In London Arbitration 18/18, the tribunal ruled that a charterparty Clause stating cargo claims would be “apportioned/settled as specified by the ICA” did not incorporate Clause 9 of the ICA 2011, which deals with reciprocal security obligations. The tribunal held that the wording in the charterparty was too narrow (i.e. it did not also state “and secured”) and, as such, only incorporated provisions on apportionment and settlement, but not security.

London Arbitration 18/18 has caused concern, especially for owners, as it undermined the enforceability of Clause 9 unless explicitly incorporated.

Indeed, the ICA mainly deals with apportionment which is its main (if not only) feature, and all other terms (security/time-bar) are peripheral.

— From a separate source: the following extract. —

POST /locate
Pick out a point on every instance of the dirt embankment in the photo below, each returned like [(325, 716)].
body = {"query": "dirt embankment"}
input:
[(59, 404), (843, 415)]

It is only natural, therefore, when incorporating the ICA to state that the parties’ liabilities to a third party are to be “apportioned” in accordance with the ICA.

It is submitted that it would be counterintuitive to have to state separately (when incorporating the ICA) that a party’s liabilities to a third party are to also be “secured” under the ICA in the same way that it would also be counterintuitive to have to also state that these liabilities are to also be “time-limited” by way of the ICA time-bar provision.

Whilst the position may be considerably more straightforward when IG Clubs are involved for both owners and charterers, as it currently stands, the security issue remains unresolved, leaving parties exposed to the same interpretative risks.

The 2025 amendment could have been a chance to codify the IG’s recommended clause and bring finality to the Clause 9 debate. Until this is dealt with, it is advisable that owners and charterers should explicitly incorporate the full ICA, using the IG’s recommended clause that includes the words “governed by, secured, apportioned and settled”.

Perhaps the next step would be to add “time-limited” as well?